Un acuerdo de préstamo como salvavidas de último recurso
Hacia finales de 1998, Nvidia se preparaba para una oferta pública inicial, pero la compañía todavía necesitaba capital externo para mantenerse solvente. El índice de presentaciones S-1/A incluye entre sus anexos un Acuerdo de Préstamo y Garantía con fecha 3 de septiembre de 1998, junto con acuerdos reexpresados de derechos de los inversores. Estos documentos revelan que Nvidia obtuvo financiamiento mediante deuda apenas semanas antes de que avanzara su proceso de OPI, una señal de lo estrecho que se había vuelto el margen de error de la compañía.
Los acuerdos de préstamo y garantía de este tipo suelen otorgar a los prestamistas un derecho sobre los activos del prestatario si la compañía incumple. Para Nvidia, firmar dicho acuerdo supuso asumir deuda garantizada en un momento en que la empresa aún reportaba pérdidas y advertía sobre riesgos comerciales y de liquidez en sus presentaciones públicas. El momento lo dice todo: Nvidia necesitaba la inyección de efectivo para salvar la brecha entre su tasa de consumo de efectivo previa a la OPI y el capital que eventualmente proporcionaría una oferta pública. Si la OPI se hubiera retrasado o fallado, la deuda adicional habría aumentado la presión sobre la ya arriesgada situación financiera de Nvidia, como reflejaban sus divulgaciones.
Lo que reveló el informe anual sobre el riesgo continuo
Incluso después de salir a bolsa, la posición financiera de Nvidia siguió siendo precaria. El Formulario 10-K405 de la empresa para el año fiscal terminado el 31 de enero de 1999, presentado el 29 de abril de 1999, documentó pérdidas operativas continuas, preocupaciones de liquidez y los riesgos asociados con los pivotes comerciales de la compañía. La presentación advertía que Nvidia había incurrido en pérdidas netas desde su fundación y anticipaba que tales pérdidas podrían continuar, un lenguaje que señala a una compañía que aún operaba sin una senda clara hacia la rentabilidad al cierre de la década.

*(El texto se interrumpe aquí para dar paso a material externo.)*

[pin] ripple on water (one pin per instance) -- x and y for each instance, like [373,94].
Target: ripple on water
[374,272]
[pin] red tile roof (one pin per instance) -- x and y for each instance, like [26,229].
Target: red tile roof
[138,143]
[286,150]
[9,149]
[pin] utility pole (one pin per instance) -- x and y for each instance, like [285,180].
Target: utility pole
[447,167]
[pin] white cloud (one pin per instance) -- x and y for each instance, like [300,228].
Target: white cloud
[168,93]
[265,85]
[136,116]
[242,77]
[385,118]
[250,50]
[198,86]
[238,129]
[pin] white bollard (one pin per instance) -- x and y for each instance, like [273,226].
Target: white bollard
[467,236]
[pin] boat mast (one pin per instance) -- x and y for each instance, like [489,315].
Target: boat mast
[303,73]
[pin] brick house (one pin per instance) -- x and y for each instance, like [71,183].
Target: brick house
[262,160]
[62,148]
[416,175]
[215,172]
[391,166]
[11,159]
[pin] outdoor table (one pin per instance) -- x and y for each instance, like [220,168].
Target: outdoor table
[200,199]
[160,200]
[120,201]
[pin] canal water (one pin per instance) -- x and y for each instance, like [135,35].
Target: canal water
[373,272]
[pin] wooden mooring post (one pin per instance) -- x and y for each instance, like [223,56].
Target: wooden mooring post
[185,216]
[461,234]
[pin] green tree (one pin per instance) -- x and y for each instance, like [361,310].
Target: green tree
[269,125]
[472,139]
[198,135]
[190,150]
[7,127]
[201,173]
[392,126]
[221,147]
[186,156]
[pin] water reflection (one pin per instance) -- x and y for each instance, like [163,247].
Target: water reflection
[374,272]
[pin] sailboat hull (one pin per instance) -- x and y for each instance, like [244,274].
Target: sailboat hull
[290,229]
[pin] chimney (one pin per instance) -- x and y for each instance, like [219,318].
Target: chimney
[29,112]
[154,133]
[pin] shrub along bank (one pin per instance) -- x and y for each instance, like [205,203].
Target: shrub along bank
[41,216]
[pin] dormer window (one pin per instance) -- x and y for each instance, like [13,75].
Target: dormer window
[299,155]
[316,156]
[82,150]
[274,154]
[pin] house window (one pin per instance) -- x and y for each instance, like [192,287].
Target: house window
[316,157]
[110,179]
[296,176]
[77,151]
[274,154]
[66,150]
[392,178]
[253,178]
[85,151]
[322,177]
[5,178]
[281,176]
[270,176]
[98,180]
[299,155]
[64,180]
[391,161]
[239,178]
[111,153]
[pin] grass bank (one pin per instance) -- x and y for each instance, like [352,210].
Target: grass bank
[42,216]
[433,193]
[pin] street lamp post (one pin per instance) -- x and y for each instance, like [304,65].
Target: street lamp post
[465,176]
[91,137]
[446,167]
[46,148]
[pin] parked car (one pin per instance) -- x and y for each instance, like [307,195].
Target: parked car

El 10-K405 es una divulgación financiera primaria exigida por la SEC, y sus secciones de factores de riesgo están redactadas con precisión legal. En ese documento, Nvidia advertía a los inversores sobre las pérdidas continuas y los riesgos relacionados con la liquidez. El lenguaje subraya que, incluso después de la OPI, la compañía seguía advirtiendo sobre incertidumbre financiera. Para una empresa que ya había abandonado una línea de productos, dependía de un único socio de licencias para ingresos clave y había contraído deuda garantizada para financiar sus operaciones, las advertencias destacaban la posibilidad de una tensión financiera grave si los resultados o las necesidades de financiamiento empeoraban.
Un patrón de crisis que moldeó el ADN corporativo
El registro completo de las presentaciones de Nvidia en los años 90, accesible a través del archivo EDGAR de la SEC de la compañía, pinta el retrato de una startup que sobrevivió no por un movimiento decisivo, sino por una cadena de apuestas calculadas e improvisaciones financieras. El fracaso del NV1 forzó un giro de producto. El acuerdo de licencias con STMicroelectronics proporcionó flujo de caja durante la transición. El acuerdo de préstamo de septiembre de 1998 compró tiempo para la OPI. Y la OPI en sí misma proporcionó el capital necesario para financiar la siguiente generación de chips.